Esther Pollard, the wife of convicted American Jewish spy Jonathan Pollard, met this week with Prime Minister Benjamin Netanyahu to discuss her husband’s plight.
Netanyahu promised her during the meeting that the Israeli government would continue to seek her husband’s release, according to a statement issued by the Prime Minister’s Office.
Pollard said she was “heartened” by the meeting, but added that she is continuing her hunger strike, which was in its 18th day Wednesday, to demand her husband’s release.
In late July, President Clinton refused to grant executive clemency to Jonathan Pollard. Clinton’s decision formalized a White House policy announced in March.
The former U.S. Navy civilian intelligence analyst was arrested in 1985 outside the Israeli Embassy in Washington.

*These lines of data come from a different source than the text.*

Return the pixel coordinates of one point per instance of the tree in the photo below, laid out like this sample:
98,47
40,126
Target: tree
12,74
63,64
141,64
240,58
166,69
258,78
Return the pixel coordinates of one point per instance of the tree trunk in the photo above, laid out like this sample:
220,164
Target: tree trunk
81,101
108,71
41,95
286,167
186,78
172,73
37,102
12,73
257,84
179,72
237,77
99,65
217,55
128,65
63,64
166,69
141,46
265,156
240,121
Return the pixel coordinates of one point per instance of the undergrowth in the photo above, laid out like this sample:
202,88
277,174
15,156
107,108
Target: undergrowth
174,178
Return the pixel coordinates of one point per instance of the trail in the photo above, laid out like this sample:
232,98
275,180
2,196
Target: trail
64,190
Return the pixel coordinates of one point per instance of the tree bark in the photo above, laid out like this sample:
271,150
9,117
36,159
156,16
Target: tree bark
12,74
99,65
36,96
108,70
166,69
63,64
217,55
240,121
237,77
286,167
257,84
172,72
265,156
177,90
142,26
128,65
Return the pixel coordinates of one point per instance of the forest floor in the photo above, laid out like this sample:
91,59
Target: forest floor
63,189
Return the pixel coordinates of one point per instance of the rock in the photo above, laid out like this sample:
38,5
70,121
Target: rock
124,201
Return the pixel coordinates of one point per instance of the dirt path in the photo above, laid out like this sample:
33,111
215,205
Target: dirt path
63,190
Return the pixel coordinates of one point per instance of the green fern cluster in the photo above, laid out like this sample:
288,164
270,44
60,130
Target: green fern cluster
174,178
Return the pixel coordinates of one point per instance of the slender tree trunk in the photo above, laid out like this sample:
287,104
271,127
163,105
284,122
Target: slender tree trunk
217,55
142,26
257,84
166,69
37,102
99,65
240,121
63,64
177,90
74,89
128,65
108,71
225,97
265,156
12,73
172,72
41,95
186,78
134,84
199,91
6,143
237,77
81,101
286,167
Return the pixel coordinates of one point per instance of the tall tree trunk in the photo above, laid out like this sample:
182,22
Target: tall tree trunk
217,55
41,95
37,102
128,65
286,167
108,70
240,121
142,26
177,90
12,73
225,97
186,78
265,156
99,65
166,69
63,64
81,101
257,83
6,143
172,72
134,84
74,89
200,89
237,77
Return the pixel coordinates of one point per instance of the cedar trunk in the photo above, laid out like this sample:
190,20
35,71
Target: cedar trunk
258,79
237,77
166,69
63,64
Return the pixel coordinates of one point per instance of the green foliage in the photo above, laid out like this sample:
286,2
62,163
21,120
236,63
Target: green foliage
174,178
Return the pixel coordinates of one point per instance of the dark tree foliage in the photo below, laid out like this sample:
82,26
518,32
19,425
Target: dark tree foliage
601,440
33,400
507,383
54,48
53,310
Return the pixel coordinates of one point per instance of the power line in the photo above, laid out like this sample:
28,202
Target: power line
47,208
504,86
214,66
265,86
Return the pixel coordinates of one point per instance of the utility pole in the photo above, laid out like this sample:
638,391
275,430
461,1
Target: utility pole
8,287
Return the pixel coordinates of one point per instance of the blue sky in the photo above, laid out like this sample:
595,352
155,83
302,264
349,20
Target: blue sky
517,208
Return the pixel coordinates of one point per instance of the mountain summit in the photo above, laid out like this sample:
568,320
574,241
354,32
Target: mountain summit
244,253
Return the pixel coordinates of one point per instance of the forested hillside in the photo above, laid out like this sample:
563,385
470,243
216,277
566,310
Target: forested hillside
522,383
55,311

He pleaded guilty in 1986 to stealing secrets for the Israeli government and, in 1987, was sentenced to life imprisonment.
Clinton has now formally denied Pollard clemency two times, the first coming in March 1994.
President Bush had refused to commute Pollard’s sentence before leaving office.
Netanyahu, as well as predecessors Shimon Peres and Yitzhak Rabin, had raised Pollard’s fate during meetings with Clinton.
Earlier this year, the Peres government granted Pollard Israeli citizenship, a move that the convicted spy had hoped would bolster his chances for release.